Oh yeah, girl I'm currently seeing I thought was infallible in the early dating process. Now I treat her like a little sister instead of an adult woman like I thought I wanted.

Sex is great though.
>>
>>17468404
That's creepy.
>>
>>17468366
Will I know? Should I stop going from girl to girl trying to find the right one and just wait?
>>
Been with GF about a year.

She has physical flaws but it's as though they don't register to me.

Attitude/personality wise, yeah, I've started to notice habits or tendencies of hers that annoy me from time to time. But they're not really a big deal and the good always outweighs the bad. Her only real shortcoming is that she handles stress poorly.

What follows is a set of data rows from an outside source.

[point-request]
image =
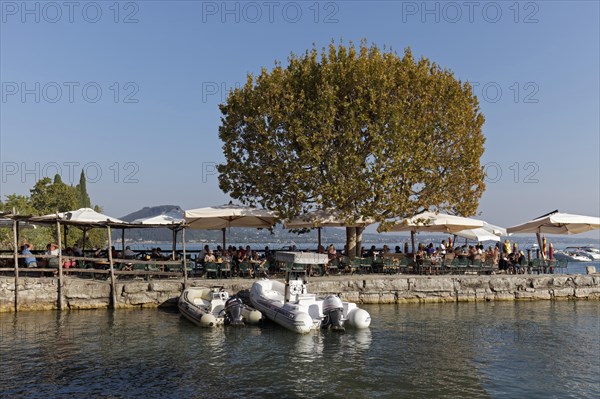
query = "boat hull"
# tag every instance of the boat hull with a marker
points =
(205, 307)
(304, 313)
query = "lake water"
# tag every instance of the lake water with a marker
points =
(478, 350)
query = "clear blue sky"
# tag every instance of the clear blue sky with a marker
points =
(150, 137)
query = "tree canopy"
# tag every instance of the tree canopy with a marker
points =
(357, 129)
(47, 197)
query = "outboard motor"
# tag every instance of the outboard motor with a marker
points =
(333, 309)
(233, 311)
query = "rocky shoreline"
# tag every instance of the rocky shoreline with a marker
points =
(42, 293)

She's a very organised and diligent person, but when something unforeseen surmounts her schedules she can't handle it.

How long is the "honeymoon phase" supposed to last? I feel the same way about my GF that I did at the beginning, I just know her better.
>>
A
>>
>>17469346
There's literally no set amount of time. It varies between person to person (meaning the HM phase can end for one person in the relationship and not the other). It can last anywhere from a few weeks to years.

The honeymoon phase is basically just that fresh feeling stage in the relationship where everything feels "perfect" and your partner can literally do no wrong. It's when things move past that when you can begin to recognize that they're not perfect, that there could be problems to address and friction in the relationship is when the honeymoon phase is ending/coming to an end.

The issue is that once this "phase" is over, most couples just give up and move on without even trying to make it work. That initial thrill is gone and they get bored or scared. It's when most breakups tend to happen and not a lot make it through it. It's a pretty crucial part in any relation imo.